Dziennikarka radiowej Trójki Beata Michniewicz odebrała w sobotę główną nagrodę 13. Plebiscytu MediaTory – statuetkę AuTORytet 2019, przyznaną przez studentów dziennikarstwa z całej Polski. Nagrodzona podkreślała wagę bezstronności w pracy dziennikarzy.
Wybierając Beatę Michniewicz na swój AuTORytet, studenci uznali, że mogą od niej uczyć się "profesjonalizmu, rzetelności oraz najwyższych standardów".
Po odebraniu nagrody dziennikarka radiowej Trójki – związana ze stacją od 36 lat – wskazywała, że dystans to jedna z cech, która przez tak długi okres czasu pozwala jej zajmować się polską polityką.

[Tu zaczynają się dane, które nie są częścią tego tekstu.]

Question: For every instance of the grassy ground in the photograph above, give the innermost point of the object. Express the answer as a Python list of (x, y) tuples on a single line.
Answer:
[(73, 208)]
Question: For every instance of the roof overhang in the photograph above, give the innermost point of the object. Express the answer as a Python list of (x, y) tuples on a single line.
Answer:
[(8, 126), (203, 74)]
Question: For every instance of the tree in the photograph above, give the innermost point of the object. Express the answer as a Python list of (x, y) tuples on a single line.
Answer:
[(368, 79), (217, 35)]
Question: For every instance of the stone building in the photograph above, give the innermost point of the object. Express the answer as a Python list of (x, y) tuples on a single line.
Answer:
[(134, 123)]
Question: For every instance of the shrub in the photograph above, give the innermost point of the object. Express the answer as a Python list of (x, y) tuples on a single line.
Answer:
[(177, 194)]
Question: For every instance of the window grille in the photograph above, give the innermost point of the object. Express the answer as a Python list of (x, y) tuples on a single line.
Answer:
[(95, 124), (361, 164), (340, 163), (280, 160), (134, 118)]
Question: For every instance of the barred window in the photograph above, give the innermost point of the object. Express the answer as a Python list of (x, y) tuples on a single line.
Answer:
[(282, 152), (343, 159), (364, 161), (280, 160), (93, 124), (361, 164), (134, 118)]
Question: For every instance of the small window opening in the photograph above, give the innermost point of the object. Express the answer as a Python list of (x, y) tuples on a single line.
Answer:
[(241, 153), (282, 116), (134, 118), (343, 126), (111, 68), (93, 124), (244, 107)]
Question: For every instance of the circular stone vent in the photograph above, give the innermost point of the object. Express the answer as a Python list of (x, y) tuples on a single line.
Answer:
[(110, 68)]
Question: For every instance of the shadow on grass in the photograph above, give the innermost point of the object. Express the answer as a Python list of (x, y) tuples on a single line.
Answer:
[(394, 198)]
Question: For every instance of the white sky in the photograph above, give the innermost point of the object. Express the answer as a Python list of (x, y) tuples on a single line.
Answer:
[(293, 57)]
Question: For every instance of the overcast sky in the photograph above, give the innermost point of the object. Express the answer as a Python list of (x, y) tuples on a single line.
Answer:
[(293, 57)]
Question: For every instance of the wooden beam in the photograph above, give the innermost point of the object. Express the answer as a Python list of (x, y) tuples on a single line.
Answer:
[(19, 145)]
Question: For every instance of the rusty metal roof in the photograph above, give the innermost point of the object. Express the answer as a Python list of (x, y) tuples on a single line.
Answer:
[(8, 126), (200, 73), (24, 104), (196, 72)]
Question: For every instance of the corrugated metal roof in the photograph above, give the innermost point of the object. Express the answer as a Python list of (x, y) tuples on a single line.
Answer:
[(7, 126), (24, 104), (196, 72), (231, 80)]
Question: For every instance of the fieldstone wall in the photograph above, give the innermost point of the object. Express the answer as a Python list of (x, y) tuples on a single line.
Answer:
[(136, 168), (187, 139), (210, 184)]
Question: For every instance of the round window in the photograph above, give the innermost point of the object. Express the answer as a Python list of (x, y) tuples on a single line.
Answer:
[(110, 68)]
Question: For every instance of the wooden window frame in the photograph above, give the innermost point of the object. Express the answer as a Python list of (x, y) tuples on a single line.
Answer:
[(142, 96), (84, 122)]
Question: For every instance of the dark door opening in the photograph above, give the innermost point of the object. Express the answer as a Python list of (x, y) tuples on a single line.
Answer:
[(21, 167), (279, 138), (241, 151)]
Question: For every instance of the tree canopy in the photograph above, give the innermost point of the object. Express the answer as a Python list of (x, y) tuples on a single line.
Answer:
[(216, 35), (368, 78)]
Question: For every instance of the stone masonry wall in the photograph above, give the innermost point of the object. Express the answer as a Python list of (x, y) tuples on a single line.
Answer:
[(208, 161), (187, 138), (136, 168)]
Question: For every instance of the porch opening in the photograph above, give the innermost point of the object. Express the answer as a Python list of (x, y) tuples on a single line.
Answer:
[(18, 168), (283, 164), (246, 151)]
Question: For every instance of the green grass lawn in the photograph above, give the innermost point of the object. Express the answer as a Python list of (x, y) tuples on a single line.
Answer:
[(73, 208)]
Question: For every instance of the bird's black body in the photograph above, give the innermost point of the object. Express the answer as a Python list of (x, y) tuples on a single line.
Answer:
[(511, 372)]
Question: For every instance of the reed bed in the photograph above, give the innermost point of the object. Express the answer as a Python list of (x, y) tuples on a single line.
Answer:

Michniewicz, pytana o wartości, które dla niej stanowią podstawę pracy dziennikarza, podkreśliła, że są to życzliwość, nawet wobec osób, które na nią nie zasługują, oraz umiejętność wysłuchania wszystkich stron, bez oceniania. Zaznaczyła, że ważne jest również zostawianie swoich politycznych poglądów "za drzwiami".
Laureatka jest jednym z gospodarzy "Salonu politycznego Trójki" i "Pulsu Trójki" oraz prowadzącą "Śniadania Trójki". W ubiegłym roku AuTORytetem została Małgorzata Szejnert.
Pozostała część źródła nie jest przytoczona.